I suppose I could just admit that I like BOTH series and let it go with that. And kudos to both authors - my favourite part of both books is that many characters are named after 19th Century Authors (Eddie DICKENS, the BEAUDELAIRE orphans, etc.) - Neat job, guys! er . . . I mean, jolly good!!

VG

Thursday, September 08, 2005

Legends, Lies and Cherished Myths of American History

Just finished this book last night while I lay curled up on the couch because my third (or is it fourth?) wife had edicted that there was where I shall pass the midnight hours (for reasons too esoteric to expound upon here - not that you'd care anyway, but still . . .)

Legends, Lies and Cherished Myths of American History, by Richard Shenckman (c) 1988 William Morrow and Co. Inc, New York. 1988. (I believe I need to check my MLA Handbook for information on how to correctly site sources - it's been ages since I've been to college - and by "ages" I'm talking Industrial Age, Middle Age, Dark Age, Bronze Age . . . ) Regardless, I finished the book and fell asleep with it open on my chest, as though the book were a blanket of paper, which is one of the most fulfilling and satisfying happenings in life, and awoke with a terrible crimp in my neck.

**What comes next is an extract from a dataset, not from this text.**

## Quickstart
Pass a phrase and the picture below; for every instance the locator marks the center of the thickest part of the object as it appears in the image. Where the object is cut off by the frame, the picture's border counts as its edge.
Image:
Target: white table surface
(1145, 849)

But all that is beside the point. The book's a quick read, very bright, very pithy. What's strange, though, is that it's dated. I mean, for a history book that mainly centers around the Revolutionary and Civil Wars to seem dated was very strange for me - but you could tell that it was written during - and FOR - the Reagan era (that's the 1980's for all you history majors out there!)

How could that seem dated, you say? I can't explain, but it's true. Certainly the tone was in a very smooth style, like someone who had really done his research and was very excited about spreading around the knowledge - not truly pedantic or condescending in any way, absolutely not - the author genuinely enjoys debunking popular myths about who we think we are and from what stock of people we think we've come. And that was the main "jist" of the book, and had Shenckman been a psychologist or sociologist instead of a reporter, he probably would have droned on and on for chapter after chapter about "healing processes" and "unconscious reactionism" or some such drivel.

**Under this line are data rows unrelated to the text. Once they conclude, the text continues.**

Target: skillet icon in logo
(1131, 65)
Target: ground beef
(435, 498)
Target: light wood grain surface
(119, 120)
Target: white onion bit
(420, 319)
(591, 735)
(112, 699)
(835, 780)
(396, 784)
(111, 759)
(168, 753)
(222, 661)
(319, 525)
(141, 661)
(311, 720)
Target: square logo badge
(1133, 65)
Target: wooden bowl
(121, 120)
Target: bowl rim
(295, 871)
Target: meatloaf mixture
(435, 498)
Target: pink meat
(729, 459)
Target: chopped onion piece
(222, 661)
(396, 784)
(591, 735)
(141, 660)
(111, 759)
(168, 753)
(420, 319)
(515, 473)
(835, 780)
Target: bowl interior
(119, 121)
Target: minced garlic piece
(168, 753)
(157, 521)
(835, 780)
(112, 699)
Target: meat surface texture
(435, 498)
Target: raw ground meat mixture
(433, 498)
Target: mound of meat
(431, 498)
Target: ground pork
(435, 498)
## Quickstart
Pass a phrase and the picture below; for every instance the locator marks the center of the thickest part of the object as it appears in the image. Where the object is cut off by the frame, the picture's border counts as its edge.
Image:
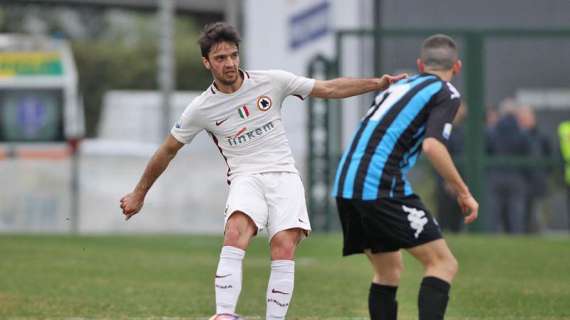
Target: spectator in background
(537, 177)
(507, 183)
(449, 212)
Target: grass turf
(123, 277)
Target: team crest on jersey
(243, 112)
(263, 103)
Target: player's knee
(389, 275)
(452, 266)
(283, 249)
(448, 266)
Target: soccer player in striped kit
(379, 212)
(241, 111)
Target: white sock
(228, 279)
(280, 288)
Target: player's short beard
(225, 82)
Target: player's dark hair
(439, 52)
(215, 33)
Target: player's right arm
(132, 203)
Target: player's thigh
(387, 266)
(285, 196)
(246, 197)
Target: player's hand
(469, 207)
(131, 204)
(388, 79)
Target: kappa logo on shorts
(417, 219)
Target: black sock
(382, 303)
(432, 301)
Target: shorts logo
(417, 219)
(243, 112)
(263, 103)
(447, 131)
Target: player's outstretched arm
(132, 203)
(347, 87)
(439, 157)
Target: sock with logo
(433, 297)
(228, 279)
(382, 303)
(280, 288)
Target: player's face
(223, 62)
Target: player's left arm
(443, 108)
(347, 87)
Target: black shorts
(385, 225)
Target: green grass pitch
(167, 276)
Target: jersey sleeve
(188, 126)
(293, 84)
(444, 106)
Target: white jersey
(246, 125)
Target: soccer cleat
(226, 316)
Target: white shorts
(273, 200)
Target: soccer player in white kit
(241, 111)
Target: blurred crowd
(513, 190)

However, being a reporter - he just gives us the facts, and happily throws in an opinion or two along the way.

Like I said - a good read, but you can definitely tell that it ends in the 80's. Which for some reason makes it seem overly quaint.

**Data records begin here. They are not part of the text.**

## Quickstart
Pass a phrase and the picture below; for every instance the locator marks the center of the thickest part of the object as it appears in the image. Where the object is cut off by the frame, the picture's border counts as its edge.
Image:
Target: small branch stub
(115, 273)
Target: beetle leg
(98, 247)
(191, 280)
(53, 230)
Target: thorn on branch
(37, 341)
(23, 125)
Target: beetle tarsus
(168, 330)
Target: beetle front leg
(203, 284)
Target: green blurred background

Not that I understand what that's supposed to mean or anything, I'm just . . . well . . . hopefully I'll understand better tomorrow after I get a good night's sleep. (Keep your fingers crossed for me, wouldya?)

VG

Thursday, September 01, 2005

Personal Library

If you open the door to my private library, you will enter a room where the bookcases extend from floor to ceiling, around every wall save for the door itself and the large window that lets in the light from the morning sun as it crests the Atlantic Ocean. The room itself is two stories high, and I have created a series of sliding ladders and trellises to enable any relatively able-bodied person to peruse the various shelves for whatever tome they might happen upon.

I have painstakingly put together this collection of tomes, and indeed taken care in designing this room and its various shelving units, in order to display and maintain this library with the utmost efficiency and comfort.

I would like to invite you into this library, to wander, to roam, to mill about. But most importantly, I invite you to either find something you would like to read, or bring to me a book of your choosing. Don't be concerned with what you think I might like, tell me what you think is something that I should read.